1 x 1½kg boneless pork belly, skin scored
2 teaspoons salt flakes
1 teaspoon white peppercorns
1 teaspoon Chinese five spice powder
1 tablespoon salt flakes
2 teaspoon sesame oil
1 cup coconut sugar
1/3 cup water
2 star anise
1 tablespoon grated root ginger
2 small red chillis, finely sliced
2 tablespoons soy sauce
2 tablespoons fish sauce
¼ cup fresh lime juice
Fried shallots, coriander leaves and julienned chilli, for garnish
Steamed rice and Asian greens, for serving
Rub the pork belly rind with 2 teaspoons salt flakes and place on a tray, refrigerate uncovered overnight to dry rind. The next day, pat rind dry and brush of any remaining salt.
Preheat oven 200C. Crush white peppercorns in a mortar and pestle, mix through Chinese five spice and 1 tablespoon salt flakes.
Rub pork rind well with the salt mixture and sesame oil, place rind side down in a baking dish and bake for 1 hour. Turn pork over, reduce to 180C and cook for another 1 hour or until tender.

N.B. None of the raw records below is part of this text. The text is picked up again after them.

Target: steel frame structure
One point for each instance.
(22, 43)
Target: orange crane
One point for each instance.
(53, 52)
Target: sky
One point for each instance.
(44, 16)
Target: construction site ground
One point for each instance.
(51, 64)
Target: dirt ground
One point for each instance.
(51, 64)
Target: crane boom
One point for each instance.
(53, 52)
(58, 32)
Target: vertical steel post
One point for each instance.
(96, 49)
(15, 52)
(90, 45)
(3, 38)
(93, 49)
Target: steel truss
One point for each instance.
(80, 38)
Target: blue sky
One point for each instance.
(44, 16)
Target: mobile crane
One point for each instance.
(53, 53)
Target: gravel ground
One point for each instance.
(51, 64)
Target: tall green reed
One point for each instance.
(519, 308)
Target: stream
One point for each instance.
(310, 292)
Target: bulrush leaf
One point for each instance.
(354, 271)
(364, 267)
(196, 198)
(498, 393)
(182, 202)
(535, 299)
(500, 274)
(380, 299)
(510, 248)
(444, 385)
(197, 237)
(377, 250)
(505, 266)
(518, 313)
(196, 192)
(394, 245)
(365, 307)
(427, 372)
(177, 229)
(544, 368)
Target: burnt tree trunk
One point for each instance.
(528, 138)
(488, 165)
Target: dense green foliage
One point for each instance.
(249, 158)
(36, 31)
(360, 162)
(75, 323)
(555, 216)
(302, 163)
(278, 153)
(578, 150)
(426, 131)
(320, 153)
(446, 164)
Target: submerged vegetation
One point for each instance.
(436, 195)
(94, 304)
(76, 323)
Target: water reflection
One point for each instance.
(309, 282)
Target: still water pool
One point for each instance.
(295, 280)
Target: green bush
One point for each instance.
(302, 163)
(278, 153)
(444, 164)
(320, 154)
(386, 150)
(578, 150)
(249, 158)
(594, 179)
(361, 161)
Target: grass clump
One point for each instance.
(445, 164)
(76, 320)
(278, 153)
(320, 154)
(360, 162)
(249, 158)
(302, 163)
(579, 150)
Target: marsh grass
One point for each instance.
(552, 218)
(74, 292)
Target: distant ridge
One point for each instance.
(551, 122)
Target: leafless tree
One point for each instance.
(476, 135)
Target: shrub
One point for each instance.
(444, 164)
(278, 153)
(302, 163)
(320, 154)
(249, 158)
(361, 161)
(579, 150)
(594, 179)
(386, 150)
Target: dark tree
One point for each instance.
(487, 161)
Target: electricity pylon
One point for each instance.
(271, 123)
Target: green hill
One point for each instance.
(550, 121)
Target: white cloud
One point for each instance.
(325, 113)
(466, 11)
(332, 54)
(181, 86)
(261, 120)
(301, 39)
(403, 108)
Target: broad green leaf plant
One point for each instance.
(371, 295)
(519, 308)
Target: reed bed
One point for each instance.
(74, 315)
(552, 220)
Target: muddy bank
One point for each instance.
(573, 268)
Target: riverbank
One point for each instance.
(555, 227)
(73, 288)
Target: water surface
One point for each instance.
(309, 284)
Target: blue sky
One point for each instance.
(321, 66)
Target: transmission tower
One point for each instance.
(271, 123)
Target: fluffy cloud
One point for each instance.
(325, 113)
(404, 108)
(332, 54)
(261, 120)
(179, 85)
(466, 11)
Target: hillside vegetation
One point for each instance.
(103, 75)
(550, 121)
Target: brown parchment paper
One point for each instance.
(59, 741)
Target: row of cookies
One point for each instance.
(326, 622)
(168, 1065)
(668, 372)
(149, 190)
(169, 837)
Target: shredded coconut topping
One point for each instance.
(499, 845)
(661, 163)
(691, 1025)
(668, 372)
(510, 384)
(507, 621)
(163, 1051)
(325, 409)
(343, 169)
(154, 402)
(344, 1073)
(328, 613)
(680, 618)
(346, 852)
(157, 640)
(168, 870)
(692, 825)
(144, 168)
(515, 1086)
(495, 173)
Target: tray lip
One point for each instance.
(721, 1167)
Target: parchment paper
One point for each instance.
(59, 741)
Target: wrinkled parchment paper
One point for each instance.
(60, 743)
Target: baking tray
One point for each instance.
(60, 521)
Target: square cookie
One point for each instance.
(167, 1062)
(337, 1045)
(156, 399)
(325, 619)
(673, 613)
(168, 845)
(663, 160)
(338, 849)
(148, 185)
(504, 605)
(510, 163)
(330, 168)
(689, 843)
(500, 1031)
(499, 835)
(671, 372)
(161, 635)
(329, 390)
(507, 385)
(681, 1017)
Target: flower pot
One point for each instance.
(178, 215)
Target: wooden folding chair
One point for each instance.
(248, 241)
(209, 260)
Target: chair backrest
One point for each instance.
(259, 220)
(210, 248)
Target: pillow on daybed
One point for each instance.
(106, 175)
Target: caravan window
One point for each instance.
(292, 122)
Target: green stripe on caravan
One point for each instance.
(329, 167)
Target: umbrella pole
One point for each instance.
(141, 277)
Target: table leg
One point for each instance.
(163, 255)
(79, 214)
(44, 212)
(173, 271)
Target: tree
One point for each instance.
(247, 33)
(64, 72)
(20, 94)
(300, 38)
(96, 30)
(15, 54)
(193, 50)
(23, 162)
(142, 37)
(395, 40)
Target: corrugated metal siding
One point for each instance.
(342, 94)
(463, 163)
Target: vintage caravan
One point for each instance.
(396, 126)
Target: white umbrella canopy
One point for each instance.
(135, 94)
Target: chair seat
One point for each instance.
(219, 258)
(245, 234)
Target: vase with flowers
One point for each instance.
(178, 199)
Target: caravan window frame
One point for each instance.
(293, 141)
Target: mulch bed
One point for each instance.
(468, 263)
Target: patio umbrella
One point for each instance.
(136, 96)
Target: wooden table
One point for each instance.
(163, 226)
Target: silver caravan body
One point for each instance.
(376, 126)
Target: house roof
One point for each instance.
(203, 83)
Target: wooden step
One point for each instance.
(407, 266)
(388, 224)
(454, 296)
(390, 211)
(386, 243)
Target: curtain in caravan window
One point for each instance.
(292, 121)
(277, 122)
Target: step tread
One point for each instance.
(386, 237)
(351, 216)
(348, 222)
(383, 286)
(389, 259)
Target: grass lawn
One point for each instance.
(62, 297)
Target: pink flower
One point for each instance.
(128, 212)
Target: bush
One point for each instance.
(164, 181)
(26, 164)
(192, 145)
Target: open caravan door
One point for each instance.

While pork is cooking, combine coconut sugar and water in a saucepan, stir over medium heat until dissolved. Bring to boil, add star anise, ginger, chilli, soy, fish sauce and lime juice and simmer for 10 minutes or until syrupy.
Slice pork and serve drizzled with sauce, sprinkle over fried shallot, coriander and chilli. Serve with steamed rice and Asian greens.